LC-MS detection of the SqoD reaction product 6-dehydroglucose (A) HPLC elution profiles of the DNPH derivatized products of the SqoD reaction, monitoring the absorbance at 360 nm, showing product peaks for 1 and 2 in the full assay, corresponding to two stereoisomers of DNPH-6-dehydroglucose. (B) Extracted ion chromatograms (m/z (−) 356.9, the predicted mass of the DNPH-6-dehydroglucose monoanion), showing the same two product peaks 1 and 2. (C–E) The ESI m/z (−) spectrum of the region spanned by three peaks in Figure 3B, showing a species with m/z (−) 356.9 corresponding to different isomers of DNPH-6-dehydroglucose (two possible isomers are depicted). See also Figure S5.

Figure 4

In vitro reconstitution of the sulfo-ASDO pathway showing the formation of glucose (A) Extracted ion chromatograms (m/z (−) 179.0, the predicted mass of glucose monoanion), showing product peaks in the full assay coeluting with glucose standard. (B) ESI (−) m/z spectrum of the product peak showing a species with m/z (−) 179.0 corresponding to glucose. (C) Enzyme activity assay monitoring NADPH consumption accompanying 6-dehydroglucose reduction by MaSquF. See also Figure S1.

Figure 5

Growth of M. ushuaiensis in minimal medium containing different carbon sources (A) Tubes 1, 2, and 3 show cells grown in media with SQ, glucose or no additional carbon source. Detect the optical density at 600 nm. Data are represented as mean ± SD. (B) Quantification of sulfite formed in cultures 1, 2, and 3 by a colorimetric fuchsin assay. Inset: Photographs of the respective assays. (C) Optical density of M. ushuaiensis culture (blue) and concentration of SQ ([SQ]) (black) and change in concentration of sulfite (Δ[sulfite]) (red), with respect to time. (D) qPCR analyses of the transcription levels of SqoD and SquF. The transcriptional levels of genes of interest were normalized by that of the 16S rRNA. The induction by SQ was displayed in comparison with the transcriptional data from glucose-grown cells.

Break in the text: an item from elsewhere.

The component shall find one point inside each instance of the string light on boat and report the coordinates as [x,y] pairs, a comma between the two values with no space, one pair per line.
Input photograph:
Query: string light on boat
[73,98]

The error bars represent the standard deviation of three individual experiments. Data are represented as mean ± SD. Significance was assessed by an ordinary one-way ANOVA test (∗∗∗∗p value <0.0001). See also Figures S3 and S8 and Table S2.

Figure 6

SSN of close homologs of glucose-6-dehydrogenase SquF within UniRef50_A0A0K0Y4B2 (A) Sequences present in α-proteobacteria (blue), β-proteobacteria (green), γ-proteobacteria in the family Oceanospirillaceae (red, Mu = Marinomonas ushuaiensis, Ma = Marinobacterium aestuarii), and other γ-proteobacteria (purple). (B) Sequences associated with SquD (blue, sulfo-ASMO pathway) or SqoD (red, sulfo-ASDO pathway), within a 10-ORF window. (C) Sequences associated with sulfoquinovosidase YihQ. (D) Sequences associated with the sulfoquinovoside transporter substrate-binding subunit SmoF (UniRef50_I9XG35), or the putative sulfoquinovose transporter substrate-binding subunit SqoK (UniRef50_V9WJD9).